The situation has now changed. Our user base is changing, we now have the Echo/Y generation who grew up with computers, they learn to type at school along with writing. They break and maintain their own home PCs, they regularly download and use the tools they need to get the job done. As these people move into management the old monolithic top down attitude of only using what the IT department give them to do their job will be anathema to them and they will start to demand change. The people who do a job, day in day out, know what tools they need to be productive much better than the IT dept does. If we don’t give them those tools they will resent us for not enabling their work. We need to empower people to be more productive, not take away their motivation, morale and confidence in the organisation.
- The departmental app that works with business data that is formally acknowledges as being important to that department and has it’s own budget and support mechanism, but is for what ever reason not packaged by IT. This notion may not sit well with some people, but anyone who has worked in a large enterprise knows they exist and might privately offer plenty of justifications as to why an app might fall into this bucket.
- The communication app: gotomeeting, webex clients etc that may need to be installed by the user, they may also need other clients to tie into outside companies systems eg they may need to install a citrix web client.
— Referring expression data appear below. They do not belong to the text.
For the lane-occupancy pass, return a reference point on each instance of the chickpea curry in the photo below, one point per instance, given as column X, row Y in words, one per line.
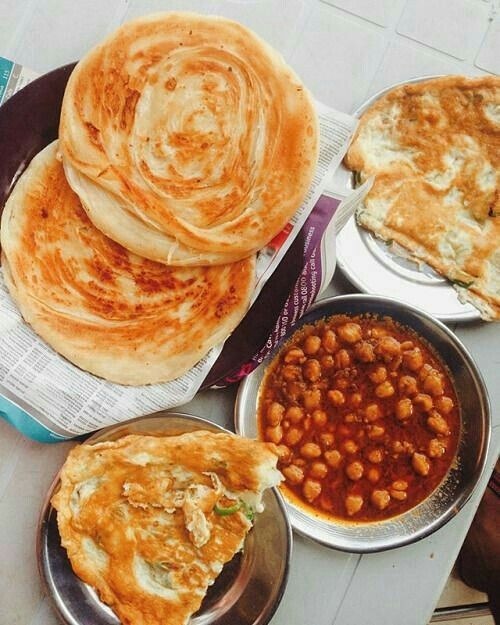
column 364, row 415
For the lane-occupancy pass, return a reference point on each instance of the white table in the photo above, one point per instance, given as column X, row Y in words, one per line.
column 344, row 50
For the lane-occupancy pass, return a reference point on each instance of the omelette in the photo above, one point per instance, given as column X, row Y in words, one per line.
column 188, row 139
column 150, row 521
column 110, row 312
column 433, row 148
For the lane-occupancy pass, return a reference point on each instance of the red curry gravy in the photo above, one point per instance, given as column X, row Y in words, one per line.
column 365, row 417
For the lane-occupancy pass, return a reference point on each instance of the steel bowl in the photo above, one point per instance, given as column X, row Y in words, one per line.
column 457, row 486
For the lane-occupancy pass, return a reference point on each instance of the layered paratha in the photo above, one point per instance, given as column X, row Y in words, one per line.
column 109, row 311
column 150, row 521
column 434, row 150
column 188, row 138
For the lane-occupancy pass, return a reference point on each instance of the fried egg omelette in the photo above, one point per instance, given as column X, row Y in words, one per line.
column 433, row 148
column 150, row 521
column 120, row 316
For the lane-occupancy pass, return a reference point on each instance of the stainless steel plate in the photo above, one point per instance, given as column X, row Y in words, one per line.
column 460, row 481
column 248, row 590
column 374, row 267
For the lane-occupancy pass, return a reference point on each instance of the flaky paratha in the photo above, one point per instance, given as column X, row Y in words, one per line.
column 188, row 139
column 115, row 314
column 150, row 521
column 434, row 149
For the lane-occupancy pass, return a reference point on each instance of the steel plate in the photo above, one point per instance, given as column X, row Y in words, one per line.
column 457, row 486
column 374, row 267
column 248, row 590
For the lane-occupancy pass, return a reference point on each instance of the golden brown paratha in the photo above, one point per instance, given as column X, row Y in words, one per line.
column 188, row 139
column 434, row 149
column 115, row 314
column 150, row 521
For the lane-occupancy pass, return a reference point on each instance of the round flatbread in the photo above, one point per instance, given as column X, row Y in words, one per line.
column 120, row 316
column 192, row 130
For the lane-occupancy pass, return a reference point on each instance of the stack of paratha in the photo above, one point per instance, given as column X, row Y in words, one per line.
column 434, row 150
column 186, row 144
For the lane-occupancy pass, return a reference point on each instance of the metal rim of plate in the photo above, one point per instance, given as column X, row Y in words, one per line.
column 249, row 588
column 457, row 486
column 371, row 265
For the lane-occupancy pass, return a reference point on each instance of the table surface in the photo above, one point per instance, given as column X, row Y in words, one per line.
column 344, row 50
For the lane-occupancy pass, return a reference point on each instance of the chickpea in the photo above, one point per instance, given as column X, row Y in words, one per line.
column 318, row 470
column 275, row 412
column 364, row 351
column 312, row 399
column 294, row 390
column 327, row 439
column 399, row 485
column 444, row 404
column 404, row 409
column 311, row 370
column 329, row 341
column 437, row 423
column 274, row 434
column 284, row 453
column 436, row 448
column 319, row 417
column 399, row 495
column 294, row 356
column 373, row 475
column 407, row 385
column 384, row 390
column 420, row 464
column 312, row 344
column 375, row 431
column 341, row 383
column 336, row 398
column 408, row 448
column 355, row 400
column 378, row 332
column 424, row 401
column 388, row 347
column 354, row 470
column 295, row 414
column 344, row 430
column 380, row 499
column 311, row 489
column 342, row 359
column 394, row 365
column 327, row 362
column 376, row 456
column 350, row 446
column 293, row 436
column 413, row 359
column 372, row 412
column 291, row 373
column 333, row 458
column 353, row 504
column 310, row 450
column 433, row 384
column 293, row 474
column 350, row 332
column 424, row 371
column 378, row 375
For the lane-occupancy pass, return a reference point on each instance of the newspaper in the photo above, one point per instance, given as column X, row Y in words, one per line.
column 63, row 401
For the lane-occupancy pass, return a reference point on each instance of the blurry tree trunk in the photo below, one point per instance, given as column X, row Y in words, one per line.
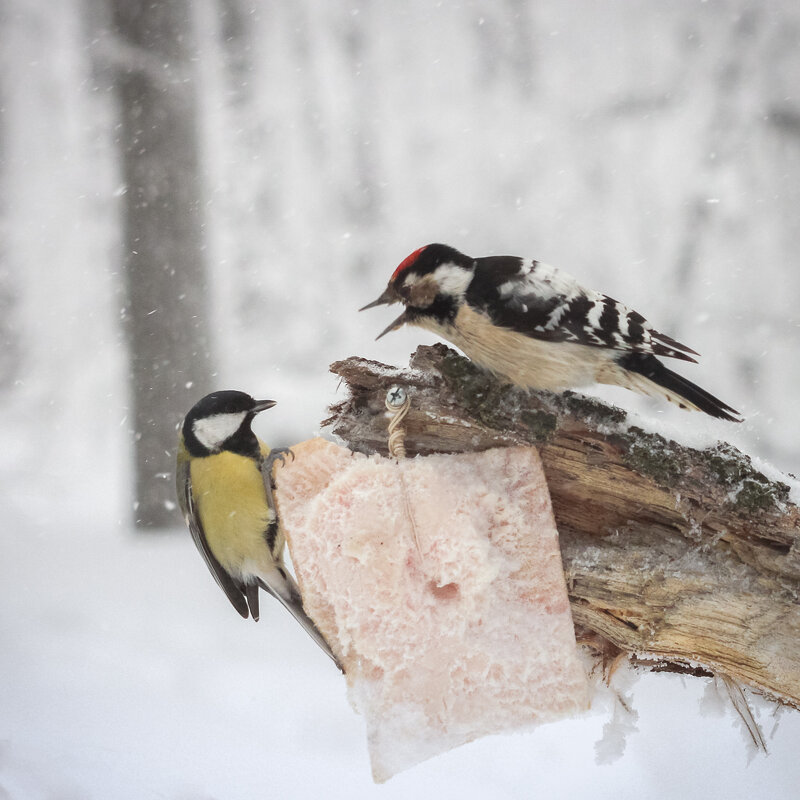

Or a propriety Active X plugin for company XYZ’s web app.
- The personal productivity app that fulfills a limited business function, legitimately purchased but not formally acknowledged by IT as a supported app. A copy of MindMapper maybe that’s needed to map up a new business process. It may only be used by a few people across the enterprise but it fills an important role for them.
- The personal non-productivity tool like iTunes that is OK to have in a BYOPC environment, but not the sort of thing you want interfering with the corporate computing environment. Although a case could be made for iTunes U and work oriented podcasts etc.
- The totally unauthorised, no excuse, just down loaded from the internet, malware vector that claimed to be a free ring-tone generator.
As Microsoft found out to its cost allowing uncontrolled user installed apps is a nightmare. So if a user can install all of the above how do we both allow the right apps and protect ourselves against the wrong ones AND reduce our support costs?
- Any application that directly manipulates business data must provided by the enterprise.
- The desktop OS must be treated as an untrusted device.
- Approved applications should be delivered by TS or App streaming.
- The users must have a method for choosing from available enterprise applications.
- Users data and enterprise application settings must be separate from user installed application settings.
- Users must have have the ability to roll back their environment to any point in the past, while keeping data and enterprise application customisations.
- Users must be able to reset their machines to virgin state whilst keeping data and enterprise application settings.
If users can provide themselves with the tools they need in a timely fashion and lets face it this is exactly what IT admins have been doing for years, business agility is increased, with the right tools support is decreased and application provision is improved. Giving the organisation lower costs and a competitive advantage.